The next thing I knew, I was standing in the principal's office. Frank sat across from the principal. The elder man dumped the contents of the gym bag on the table between the two.
He picked up a baggie filled with cocaine and looked at Frank, whose face held puzzlement.
"It's not mine," Frank pleaded. "I swear!"
"Ms. Bent," the principal called out to his secretary, "call the cops."
I woke up the next morning at seven. So it wasn't the kid's fault.
I still don't have to like him.
But it wasn't his fault. And my daughter was friends with him.
So I had to help him.
I climbed out of bed and hit the alarm that had yet to go off. I'd wake Alex up myself.

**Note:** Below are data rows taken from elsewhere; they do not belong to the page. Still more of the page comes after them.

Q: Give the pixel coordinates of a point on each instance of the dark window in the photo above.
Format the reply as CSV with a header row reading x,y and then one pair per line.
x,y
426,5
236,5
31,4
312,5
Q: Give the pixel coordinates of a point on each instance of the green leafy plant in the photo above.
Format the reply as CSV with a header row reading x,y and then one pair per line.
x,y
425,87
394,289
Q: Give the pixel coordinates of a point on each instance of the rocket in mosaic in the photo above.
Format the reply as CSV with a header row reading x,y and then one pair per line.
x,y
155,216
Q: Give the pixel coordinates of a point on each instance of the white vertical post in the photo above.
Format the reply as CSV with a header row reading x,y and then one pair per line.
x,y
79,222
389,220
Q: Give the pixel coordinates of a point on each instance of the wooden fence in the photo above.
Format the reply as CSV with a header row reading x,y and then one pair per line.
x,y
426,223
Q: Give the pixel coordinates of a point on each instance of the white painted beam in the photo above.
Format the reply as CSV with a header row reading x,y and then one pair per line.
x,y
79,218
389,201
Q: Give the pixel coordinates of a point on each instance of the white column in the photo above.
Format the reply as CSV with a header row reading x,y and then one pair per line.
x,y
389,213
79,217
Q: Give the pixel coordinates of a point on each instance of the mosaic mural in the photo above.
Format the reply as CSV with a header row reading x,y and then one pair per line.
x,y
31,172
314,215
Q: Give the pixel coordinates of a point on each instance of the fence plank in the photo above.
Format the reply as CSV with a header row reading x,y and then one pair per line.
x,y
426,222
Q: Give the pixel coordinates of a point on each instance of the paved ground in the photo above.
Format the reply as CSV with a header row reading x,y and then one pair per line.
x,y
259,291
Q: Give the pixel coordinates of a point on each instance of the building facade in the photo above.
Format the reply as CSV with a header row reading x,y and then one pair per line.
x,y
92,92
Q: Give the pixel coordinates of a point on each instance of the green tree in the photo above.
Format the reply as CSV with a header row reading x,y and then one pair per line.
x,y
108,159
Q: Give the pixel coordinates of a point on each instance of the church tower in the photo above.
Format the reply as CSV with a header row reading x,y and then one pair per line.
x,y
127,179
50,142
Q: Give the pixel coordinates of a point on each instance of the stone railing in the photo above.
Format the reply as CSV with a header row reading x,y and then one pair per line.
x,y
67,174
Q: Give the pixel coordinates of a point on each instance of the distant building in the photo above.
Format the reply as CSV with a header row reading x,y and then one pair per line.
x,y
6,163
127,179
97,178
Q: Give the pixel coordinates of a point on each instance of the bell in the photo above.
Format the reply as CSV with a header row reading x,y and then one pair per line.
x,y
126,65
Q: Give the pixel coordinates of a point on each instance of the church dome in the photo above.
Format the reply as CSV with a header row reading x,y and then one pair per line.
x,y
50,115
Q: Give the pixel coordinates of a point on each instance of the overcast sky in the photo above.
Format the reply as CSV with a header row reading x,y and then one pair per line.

I threw on some lounge pants and a shirt before heading into the hall. I made my way to Frank's room.
I knocked once before opening the door.
And I saw red.
There was my daughter and Frank wrapped around each other in a bed. The bed I gave him.
Their foreheads were touching and they looked like they were sleeping peacefully. Mary's right arm (she was on the left side of the bed) and Frank's left were hooked, fingers laced. His calf was hooked between hers. The hand that wasn't already busy holding the other's was lying on the bed between their stomachs. Their fingers touched slightly.
I heard someone come up from behind me. "Sam?" It was Alex. She glided her hand over my arm and placed it on my shoulder. "What's," her voice caught her throat when she saw them. "Oh." We were quiet for a second. "You know," she whispered. "The first time I shared a bed with you, we slept that way."
And I thought back. We had.
I think that's what scared me most. Their relationship was similar to Alex's and mine. We were friends first. We fell in love but tried to put it aside, for the hunt. And when we finally admitted to liking the other, it all happened at once: the suddenly sharing beds, the setback with attempting to contact Jessica Moore, the engagement, adopting Tommy, and finally Alex getting pregnant. Our whole relationship moved so fast.
I don't regret it, not one bit, but if I could go back, I would take it slower.
"Let's… let's…" Frank shifted in his sleep and Mary moved to accommodate him.
"Let's let them sleep," Alex said. "He needs comfort and I think she wants to comfort."
I swallowed hard and everything I had screamed to yell at them until my voice went hoarse. But I knew my wife was right.
Parenting was a balance. Right and wrong. Lying and truth. Love and tough love. Reprimanding and praising. Interfering and not.
And this was one of those times not to interfere.